In vielen Entwicklungsländern ähnelt das Gesundheitssystem zudem einem löchrigen Netz. Die Folge: Patienten müssen ihre Behandlung aus eigener Tasche zahlen. Viele rutschen dadurch in die Armut ab, andere können sich die Medikamente gar nicht erst leisten. Die gesundheitliche Infrastruktur in den Ländern ist marode: Aus Geldmangel fehlt es nicht nur an Medikamenten, sondern auch an Krankenhäusern, Geräten und trainiertem Personal – das oft in reiche Länder abwandert. Korruption verschlimmert die Situation. Ohne das Engagement der Politik passiert hier nicht viel.
Licht am Ende des Tunnels
Das Blatt scheint sich jedoch langsam zum Guten zu wenden. Die Opferzahlen der „drei großen Killer“ nehmen stetig ab, die Fördergelder für vernachlässigte Infektionskrankheiten stiegen zuletzt wieder leicht an. Anfang 2018 waren 436 Produkte gegen Infektionskrankheiten in der Vorbereitung, die Hälfte davon sind Impfstoffe, vor allem gegen HIV, Malaria und Tollwut.

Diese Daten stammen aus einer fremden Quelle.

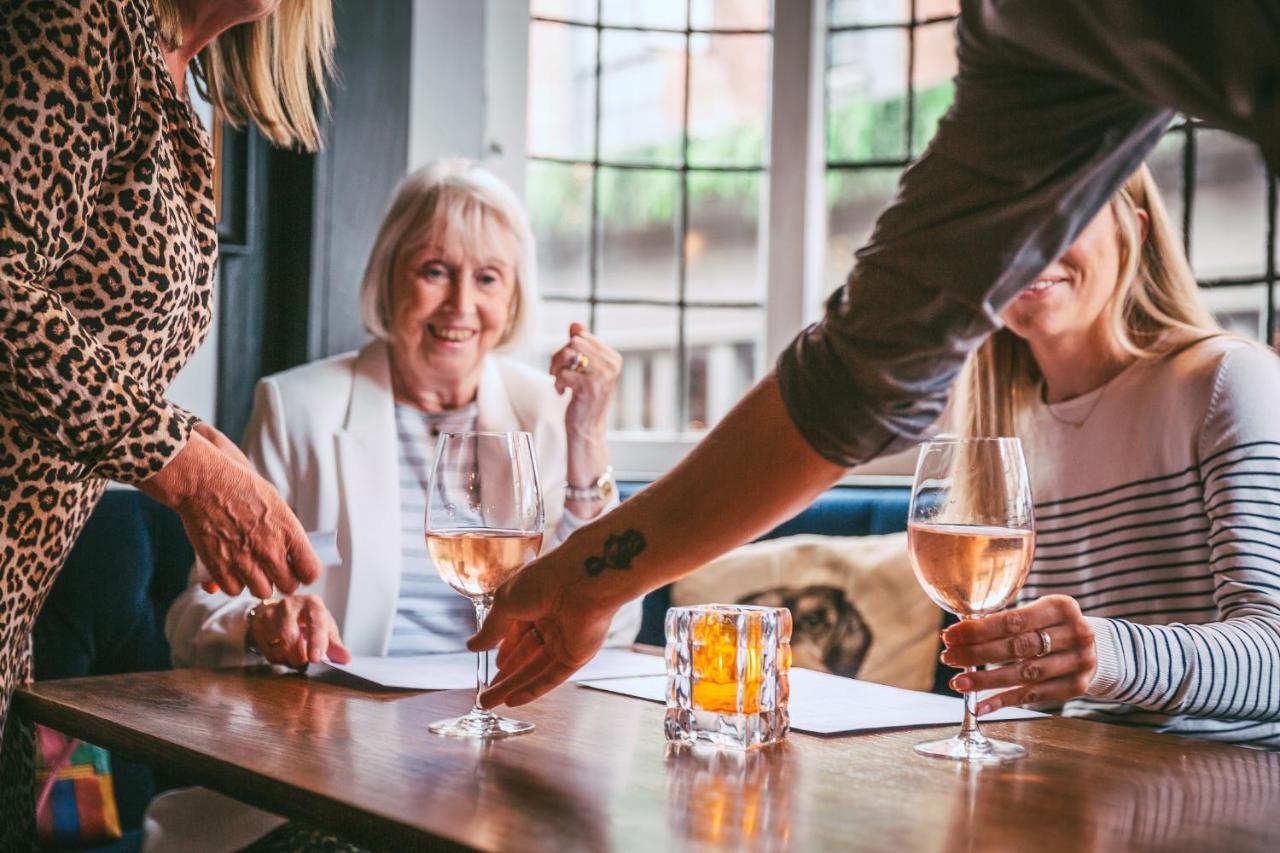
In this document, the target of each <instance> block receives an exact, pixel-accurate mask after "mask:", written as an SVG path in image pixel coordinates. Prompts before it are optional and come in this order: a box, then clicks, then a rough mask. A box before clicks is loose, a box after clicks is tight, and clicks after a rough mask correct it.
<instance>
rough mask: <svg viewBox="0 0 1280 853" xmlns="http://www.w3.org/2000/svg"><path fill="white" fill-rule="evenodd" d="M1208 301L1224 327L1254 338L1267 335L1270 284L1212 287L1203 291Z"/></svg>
mask: <svg viewBox="0 0 1280 853" xmlns="http://www.w3.org/2000/svg"><path fill="white" fill-rule="evenodd" d="M1201 293H1202V295H1203V296H1204V302H1206V304H1208V309H1210V310H1211V311H1212V313H1213V316H1215V318H1216V319H1217V321H1219V323H1220V324H1221V325H1222V328H1224V329H1226V330H1228V332H1231V333H1234V334H1240V336H1243V337H1247V338H1253V339H1254V341H1261V339H1263V337H1265V336H1266V330H1267V327H1266V310H1267V288H1266V287H1263V286H1261V284H1254V286H1249V287H1208V288H1204V289H1202V291H1201Z"/></svg>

Für besonderes Aufsehen sorgte 2012 die London-Deklaration: Initiiert von der WHO, schlossen sich Gesundheitsorganisationen, Regierungen und die größten Pharmaunternehmen zum Kampf gegen zehn vernachlässigte Tropenkrankheiten zusammen. Seitdem stellen Merck und Co. jedes Jahr mehrere hundert Millionen Tabletten kostenlos zur Verfügung – ein geringer Aufwand für die milliardenschweren Großkonzerne. Alleine 2016 erhielten dadurch aber über eine Milliarde Menschen eine Behandlung und 23 Länder konnten seit 2012 eine Tropenkrankheit ausrotten.